Stuttgarter Zeitung sonstige Kreis-Seiten 9.11.1999



Aufbau des Keltengehöfts kommt gut voran

Brandkatastrophe vor einem Jahr kann Pläne für Hochdorfer Freilichtmuseum nicht stoppen

EBERDINGEN-HOCHDORF. Das Keltengehöft beim Museum in Hochdorf (Kreis Ludwigsburg) entsteht nach dem Brandanschlag vom Dezember 1998 erneut nach historischem Vorbild - so wie es vor einem Jahrzehnt in Hochdorf ausgegraben worden war.

Von Dieter Kapff

"Eine saubere Arbeit'', lobt der Direktor des Keltenmuseums, Tiberius Bader, die Arbeit der Renninger Zimmerleute, die seit dem Sommer das keltische Wohngebäude an der gleichen Stelle wieder aufbauen, wo die Brandruine abgebrochen worden war. Fast zu sauber und präzise, findet Bader, dem der rustikalere, grobschlägigere Vorgängerbau besser gefallen hat, der am 1. Advent vergangenen Jahres von einem Brandstifter angezündet worden war.

Ins Bild von den alten, urwüchsigen Kelten passt für manchen eben nicht, dass sie die Zimmermannskunst bereits perfekt beherrschten. Statt runder, kaum behauener, manchmal auch etwas krumm gewachsener Baumstämme bilden nun glatte Spaltbohlen die Wände des 140 Quadratmeter großen Bohlenständerbaus. Das Eichenholz stammt aus dem Gemeindewald.

Derzeit bringen die Renninger Zimmerleute die Latten auf den Dachsparren an. Danach kommen wieder die polnischen Arbeiter, die dann noch vor Winterbeginn das Dach mit Langstroh aus Roggen eindecken. Noch fehlt die Ausfuhrgenehmigung für das Stroh. Es sei in Deutschland nicht zu beschaffen, sagt der Museumsdirektor - oder jedenfalls nicht zu bezahlen.
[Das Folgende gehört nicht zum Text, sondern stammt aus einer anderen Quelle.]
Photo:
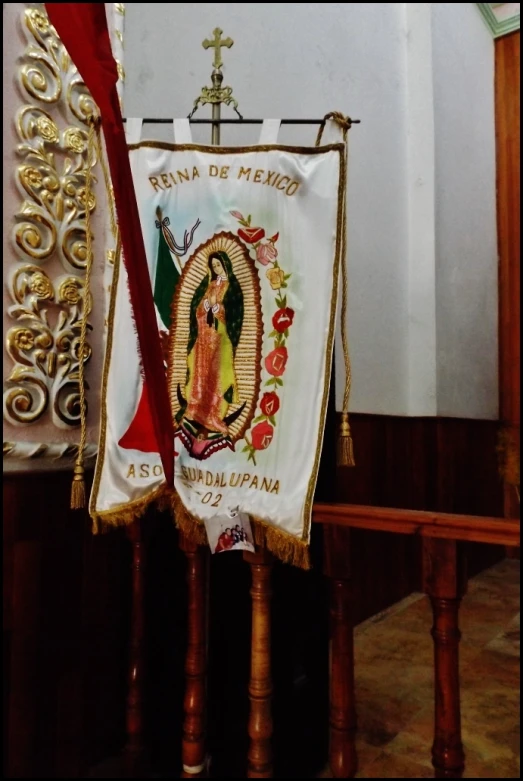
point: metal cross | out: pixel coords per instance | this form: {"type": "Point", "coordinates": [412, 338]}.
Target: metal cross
{"type": "Point", "coordinates": [217, 44]}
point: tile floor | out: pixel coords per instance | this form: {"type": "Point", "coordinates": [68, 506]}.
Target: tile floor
{"type": "Point", "coordinates": [394, 678]}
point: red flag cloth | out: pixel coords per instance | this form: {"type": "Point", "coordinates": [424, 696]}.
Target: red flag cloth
{"type": "Point", "coordinates": [82, 28]}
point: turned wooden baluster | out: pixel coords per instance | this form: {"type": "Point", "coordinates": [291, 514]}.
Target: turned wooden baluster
{"type": "Point", "coordinates": [134, 749]}
{"type": "Point", "coordinates": [193, 741]}
{"type": "Point", "coordinates": [444, 582]}
{"type": "Point", "coordinates": [260, 683]}
{"type": "Point", "coordinates": [343, 759]}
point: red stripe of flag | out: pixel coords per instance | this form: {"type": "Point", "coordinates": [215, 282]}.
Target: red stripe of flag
{"type": "Point", "coordinates": [82, 28]}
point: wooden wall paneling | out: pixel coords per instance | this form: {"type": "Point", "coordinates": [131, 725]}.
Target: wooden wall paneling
{"type": "Point", "coordinates": [63, 702]}
{"type": "Point", "coordinates": [508, 152]}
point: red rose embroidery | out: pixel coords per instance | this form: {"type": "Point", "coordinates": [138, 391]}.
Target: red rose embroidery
{"type": "Point", "coordinates": [266, 253]}
{"type": "Point", "coordinates": [282, 319]}
{"type": "Point", "coordinates": [276, 361]}
{"type": "Point", "coordinates": [251, 235]}
{"type": "Point", "coordinates": [262, 435]}
{"type": "Point", "coordinates": [270, 404]}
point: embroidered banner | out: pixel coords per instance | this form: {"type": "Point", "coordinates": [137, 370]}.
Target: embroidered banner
{"type": "Point", "coordinates": [244, 248]}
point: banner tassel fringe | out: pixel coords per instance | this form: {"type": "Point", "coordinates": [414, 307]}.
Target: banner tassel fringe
{"type": "Point", "coordinates": [78, 492]}
{"type": "Point", "coordinates": [344, 445]}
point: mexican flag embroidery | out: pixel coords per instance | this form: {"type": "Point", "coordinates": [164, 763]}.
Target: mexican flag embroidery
{"type": "Point", "coordinates": [244, 247]}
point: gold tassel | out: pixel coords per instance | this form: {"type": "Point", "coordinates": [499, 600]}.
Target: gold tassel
{"type": "Point", "coordinates": [78, 488]}
{"type": "Point", "coordinates": [344, 445]}
{"type": "Point", "coordinates": [78, 493]}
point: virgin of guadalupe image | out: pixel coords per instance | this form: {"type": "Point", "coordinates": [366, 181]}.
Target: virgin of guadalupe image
{"type": "Point", "coordinates": [216, 319]}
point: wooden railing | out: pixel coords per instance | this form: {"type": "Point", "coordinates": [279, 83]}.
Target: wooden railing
{"type": "Point", "coordinates": [444, 581]}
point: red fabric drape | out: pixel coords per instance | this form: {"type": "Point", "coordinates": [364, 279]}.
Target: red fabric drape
{"type": "Point", "coordinates": [82, 27]}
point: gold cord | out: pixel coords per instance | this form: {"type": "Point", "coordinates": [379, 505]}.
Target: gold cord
{"type": "Point", "coordinates": [345, 448]}
{"type": "Point", "coordinates": [108, 183]}
{"type": "Point", "coordinates": [78, 499]}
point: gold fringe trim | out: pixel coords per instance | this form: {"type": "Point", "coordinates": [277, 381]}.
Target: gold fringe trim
{"type": "Point", "coordinates": [78, 488]}
{"type": "Point", "coordinates": [125, 514]}
{"type": "Point", "coordinates": [284, 546]}
{"type": "Point", "coordinates": [344, 444]}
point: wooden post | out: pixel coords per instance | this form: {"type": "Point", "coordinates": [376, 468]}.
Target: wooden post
{"type": "Point", "coordinates": [193, 740]}
{"type": "Point", "coordinates": [444, 582]}
{"type": "Point", "coordinates": [343, 759]}
{"type": "Point", "coordinates": [260, 683]}
{"type": "Point", "coordinates": [134, 749]}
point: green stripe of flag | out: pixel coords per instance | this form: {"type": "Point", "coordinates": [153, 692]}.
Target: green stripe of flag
{"type": "Point", "coordinates": [165, 282]}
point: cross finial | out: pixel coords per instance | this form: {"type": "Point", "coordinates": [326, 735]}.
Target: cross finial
{"type": "Point", "coordinates": [217, 44]}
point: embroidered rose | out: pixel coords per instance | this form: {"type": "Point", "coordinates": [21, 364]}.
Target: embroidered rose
{"type": "Point", "coordinates": [24, 339]}
{"type": "Point", "coordinates": [276, 361]}
{"type": "Point", "coordinates": [41, 286]}
{"type": "Point", "coordinates": [270, 404]}
{"type": "Point", "coordinates": [262, 435]}
{"type": "Point", "coordinates": [282, 319]}
{"type": "Point", "coordinates": [47, 129]}
{"type": "Point", "coordinates": [251, 235]}
{"type": "Point", "coordinates": [266, 253]}
{"type": "Point", "coordinates": [276, 277]}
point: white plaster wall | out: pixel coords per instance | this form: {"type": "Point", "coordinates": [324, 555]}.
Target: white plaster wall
{"type": "Point", "coordinates": [466, 243]}
{"type": "Point", "coordinates": [303, 60]}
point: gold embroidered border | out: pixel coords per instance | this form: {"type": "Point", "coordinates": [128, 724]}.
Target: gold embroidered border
{"type": "Point", "coordinates": [282, 544]}
{"type": "Point", "coordinates": [330, 344]}
{"type": "Point", "coordinates": [229, 150]}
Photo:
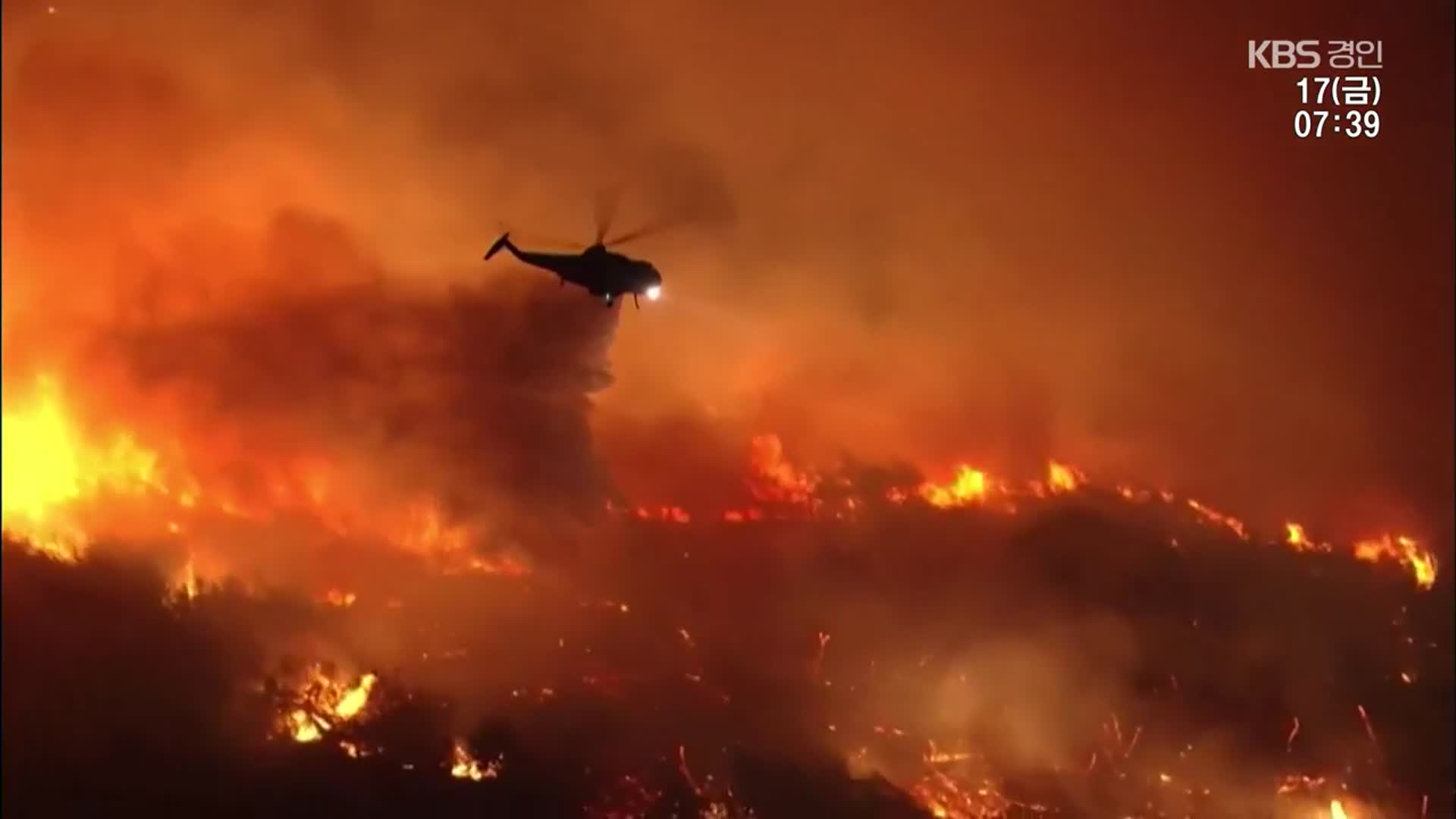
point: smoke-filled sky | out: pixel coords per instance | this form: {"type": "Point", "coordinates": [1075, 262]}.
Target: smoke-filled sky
{"type": "Point", "coordinates": [960, 232]}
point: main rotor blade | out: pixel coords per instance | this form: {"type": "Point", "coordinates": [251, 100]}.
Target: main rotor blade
{"type": "Point", "coordinates": [653, 228]}
{"type": "Point", "coordinates": [606, 212]}
{"type": "Point", "coordinates": [533, 238]}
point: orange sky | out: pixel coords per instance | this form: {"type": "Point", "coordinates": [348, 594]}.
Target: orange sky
{"type": "Point", "coordinates": [989, 234]}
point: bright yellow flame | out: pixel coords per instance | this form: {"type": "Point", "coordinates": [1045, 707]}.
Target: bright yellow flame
{"type": "Point", "coordinates": [1063, 479]}
{"type": "Point", "coordinates": [1404, 550]}
{"type": "Point", "coordinates": [466, 767]}
{"type": "Point", "coordinates": [356, 698]}
{"type": "Point", "coordinates": [50, 465]}
{"type": "Point", "coordinates": [970, 485]}
{"type": "Point", "coordinates": [324, 703]}
{"type": "Point", "coordinates": [41, 458]}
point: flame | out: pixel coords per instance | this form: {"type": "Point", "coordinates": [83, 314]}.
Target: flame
{"type": "Point", "coordinates": [1063, 479]}
{"type": "Point", "coordinates": [775, 479]}
{"type": "Point", "coordinates": [341, 599]}
{"type": "Point", "coordinates": [1219, 519]}
{"type": "Point", "coordinates": [53, 466]}
{"type": "Point", "coordinates": [466, 767]}
{"type": "Point", "coordinates": [322, 703]}
{"type": "Point", "coordinates": [968, 485]}
{"type": "Point", "coordinates": [1404, 550]}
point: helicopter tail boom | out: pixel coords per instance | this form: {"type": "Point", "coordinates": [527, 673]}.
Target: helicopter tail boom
{"type": "Point", "coordinates": [504, 242]}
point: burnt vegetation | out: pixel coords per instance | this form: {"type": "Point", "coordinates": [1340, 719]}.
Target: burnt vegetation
{"type": "Point", "coordinates": [693, 668]}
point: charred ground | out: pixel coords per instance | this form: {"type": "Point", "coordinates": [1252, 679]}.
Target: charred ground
{"type": "Point", "coordinates": [1074, 657]}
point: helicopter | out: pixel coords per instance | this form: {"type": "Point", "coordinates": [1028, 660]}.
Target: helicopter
{"type": "Point", "coordinates": [601, 271]}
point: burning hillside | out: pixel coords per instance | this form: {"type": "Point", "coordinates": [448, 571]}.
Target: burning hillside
{"type": "Point", "coordinates": [956, 474]}
{"type": "Point", "coordinates": [837, 643]}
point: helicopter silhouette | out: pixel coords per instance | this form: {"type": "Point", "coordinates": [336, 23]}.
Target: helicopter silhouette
{"type": "Point", "coordinates": [601, 271]}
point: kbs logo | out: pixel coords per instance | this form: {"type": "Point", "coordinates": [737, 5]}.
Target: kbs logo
{"type": "Point", "coordinates": [1283, 55]}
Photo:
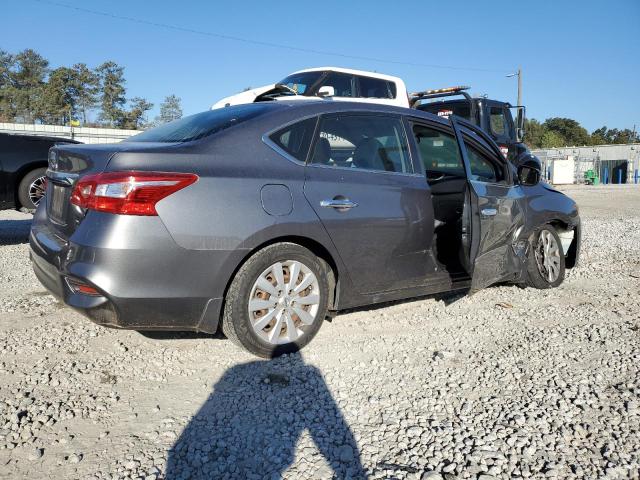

Die Fachleute haben sich wieder für eine Dachdeckung mit Stroh entschieden, nachdem zeitweise auch eine Schindelbedachung erwogen worden war, für die es ein historisches Beispiel aus der Schweiz gibt. Schindeln sind weniger leicht zu entflammen - allerdings auch teurer.

Nebenan graben zwei ABM-Kräfte den Erdkeller. Er hat oben einen engen zylinderförmigen Schaft. Unten weitet sich die Röhre bis zu einem Durchmesser von knapp zwei Meter. In dem 1,2 Meter tiefen Erdkeller hatten die Kelten ihre Vorräte kühl und feucht gehalten. Kühlschränke oder begehbare, gemauerte Keller gab es um 450 vor Christus, als das Keltendorf errichtet wurde, noch nicht. Ein zeltförmiges Dach über der Kellergrubenöffnung verhinderte, dass der Regen die Vorräte aufweichte.

Ein ungewöhnliches Bauwerk ist der quadratische Speicherbau auf Stelzen. Ihm fehlen nur noch die Wände aus Haselrutengeflecht. Die sollen im Winter eingebaut werden, wenn wegen der Witterung andere Arbeiten an dem Keltengehöft nicht mehr möglich sind. Der Speicher steht auf vier Pfosten, vom Erdreich abgehoben. Das hat seinen Sinn: das hier gelagerte Getreide darf nicht nass werden und muss luftig gelagert werden. Außerdem verhindert die vom Boden abgehobene Bauweise, dass Mäuse und anderes Ungeziefer sich an dem Gelagerten gütlich tun können. Diese Konstruktionsweise hat sich jahrhundertelang, teilweise bis in die Neuzeit hinein bewährt.

Das Grubenhaus nebenan ist bereits im Sommer fertig gewesen. Tausende von Besuchern haben es während des traditionellen Keltenfests im August besichtigt. Das Haus steht in einer Grube - daher der Name - und war nicht zum Wohnen gedacht. Es war eine Werkstatt. Hier wurden handwerkliche Arbeiten verrichtet, die regensicher, windgeschützt und in nicht zu trockener Atmosphäre erledigt sein wollten. Hier haben die Kelten an großen Webstühlen ihre Tuche gewebt, für die sie in der alten Welt berühmt waren. Hier wurde Eisen verarbeitet und vieles andere.

Wie das zur Keltenzeit gemacht wurde, das soll ein Schmelzofen für die Metallverarbeitung veranschaulichen, dessen Aufstellung geplant ist. Ein Töpferofen erinnert an einen anderen wichtigen Handwerksbereich. Als dritter Ofen soll ein Backofen gebaut werden, in dem bei Veranstaltungen Brot gebacken werden kann. Pflanzen und Kräuter sollen in einem kleinen botanischen Garten beim Haus wachsen. Im großen Wohnhaus, das im Mittelpunkt des kleinen Freilichtmuseums steht, können auch bei Regenwetter Veranstaltungen stattfinden. Das keltische Gehöft soll bis zum Februar nächsten Jahres fertig sein - wenn Bürgermeister Rolf Fetzer in den Ruhestand geht.